Kingston is a well-known name in both flash storage and memory products. In addition to consumer SATA and NVME SSD drives, they also ship a wide range of SD cards, embedded storage and SSDS that are aimed at data centre use.

Not to mention they’ve been in the memory (RAM) business for decades as well, although much of Kingston’s consumer memory is now under the wing of sister brand Hyperx, plus a range of gaming peripheral­s.

Kingston isn’t launching a PCIE 4.0 SSD just yet though. So we’re reviewing KC2000, which is the firm’s fastest PCIE 3.0 consumer SSD at the time of writing. It’s a nifty drive, based on 96-layer TLC NAND, with capacities ranging from 250GB to 2TB. As with the other drives, it’s the 1TB version on test.

But before sending it in for review, Kingston was very keen to clarify that its replacemen­t, a new flagship KC2500 model, is due for launch around the time this issue of 3D World will be in your hands. So be aware that whatever performanc­e results we see, the KC2500 will almost certainly be faster.

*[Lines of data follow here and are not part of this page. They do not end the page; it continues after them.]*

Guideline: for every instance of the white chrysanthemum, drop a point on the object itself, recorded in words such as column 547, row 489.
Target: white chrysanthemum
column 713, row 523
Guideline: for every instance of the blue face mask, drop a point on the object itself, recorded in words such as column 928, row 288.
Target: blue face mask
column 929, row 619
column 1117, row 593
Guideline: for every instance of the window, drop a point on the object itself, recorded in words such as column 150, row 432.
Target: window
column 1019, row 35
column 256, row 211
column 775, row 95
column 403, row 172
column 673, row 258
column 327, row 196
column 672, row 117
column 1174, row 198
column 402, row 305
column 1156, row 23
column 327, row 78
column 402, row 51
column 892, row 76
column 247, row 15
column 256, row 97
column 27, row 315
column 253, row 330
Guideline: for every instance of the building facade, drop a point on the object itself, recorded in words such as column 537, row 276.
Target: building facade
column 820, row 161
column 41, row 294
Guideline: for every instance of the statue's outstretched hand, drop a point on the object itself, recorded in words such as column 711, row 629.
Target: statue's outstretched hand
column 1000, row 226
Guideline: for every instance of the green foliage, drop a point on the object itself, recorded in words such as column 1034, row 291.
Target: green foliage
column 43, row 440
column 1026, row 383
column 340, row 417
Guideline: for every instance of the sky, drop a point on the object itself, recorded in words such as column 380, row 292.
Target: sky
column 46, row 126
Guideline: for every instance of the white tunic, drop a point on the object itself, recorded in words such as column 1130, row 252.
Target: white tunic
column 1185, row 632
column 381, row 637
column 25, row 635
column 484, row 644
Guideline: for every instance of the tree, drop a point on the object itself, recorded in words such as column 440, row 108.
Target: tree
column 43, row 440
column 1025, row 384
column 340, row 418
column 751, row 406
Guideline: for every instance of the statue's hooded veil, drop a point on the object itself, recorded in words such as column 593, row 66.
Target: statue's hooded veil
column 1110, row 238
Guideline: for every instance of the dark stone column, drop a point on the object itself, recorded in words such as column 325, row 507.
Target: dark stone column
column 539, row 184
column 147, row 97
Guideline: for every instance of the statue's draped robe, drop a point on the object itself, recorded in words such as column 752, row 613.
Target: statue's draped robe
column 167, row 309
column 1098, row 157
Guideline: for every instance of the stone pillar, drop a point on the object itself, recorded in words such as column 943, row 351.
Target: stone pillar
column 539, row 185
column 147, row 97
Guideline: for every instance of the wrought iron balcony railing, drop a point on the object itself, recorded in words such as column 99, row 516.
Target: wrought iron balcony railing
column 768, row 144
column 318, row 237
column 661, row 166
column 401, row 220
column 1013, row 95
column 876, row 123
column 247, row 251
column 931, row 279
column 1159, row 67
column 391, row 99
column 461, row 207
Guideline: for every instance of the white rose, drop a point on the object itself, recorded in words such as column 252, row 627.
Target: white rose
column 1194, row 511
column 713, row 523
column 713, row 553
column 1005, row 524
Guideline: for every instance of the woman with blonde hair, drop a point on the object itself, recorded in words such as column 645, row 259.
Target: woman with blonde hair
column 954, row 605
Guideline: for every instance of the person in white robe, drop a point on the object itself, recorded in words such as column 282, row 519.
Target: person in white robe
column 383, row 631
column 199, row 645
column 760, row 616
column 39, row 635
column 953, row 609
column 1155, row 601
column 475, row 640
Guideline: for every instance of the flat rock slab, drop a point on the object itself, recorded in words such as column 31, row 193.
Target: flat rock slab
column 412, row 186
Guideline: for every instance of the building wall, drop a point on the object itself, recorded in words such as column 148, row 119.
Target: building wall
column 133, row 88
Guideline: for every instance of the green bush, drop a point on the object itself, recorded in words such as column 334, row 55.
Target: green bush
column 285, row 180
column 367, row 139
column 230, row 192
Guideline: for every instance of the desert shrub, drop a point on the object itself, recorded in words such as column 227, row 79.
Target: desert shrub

And it seems a refreshed model might be due, because in some tests the KC2000 slightly lags behind some of the other SSDS. While its 600TBW endurance matches the other PCIE 3.0 drives, and it delivers rock-solid 3,230 MB/S burst read performanc­e in Crystaldis­kmark, its 350K/275K IOPS and 2,796 MB/S write speeds fall slightly behind, as did its overall scores in the AS SSD test, beating only the ADATA SX8200 Pro.

However, file copy tests in AS SSD were much better, closer in speed to the other drives than raw benchmark results might indicate, and the gap was similarly narrow with results for compressed data.

And as of writing, the KC2000 has another small advantage, as it’s currently one of the most affordable drives of the six we tested. We found the 1TB version online for just £156 (Scan Computers), which is currently a bargain for an NVME SSD of this capacity, roughly 15 per cent cheaper than other PCIE 3.0 SSDS.

If you’re planning on spending big bucks on a workstatio­n build, that saving is a small drop compared with the four-figure sums you’ll be spending on high-end graphics cards. But if you’re on a limited budget and want great NVME storage performanc­e for a low price, opting for KC2000 could be a great way to plough some savings into other components.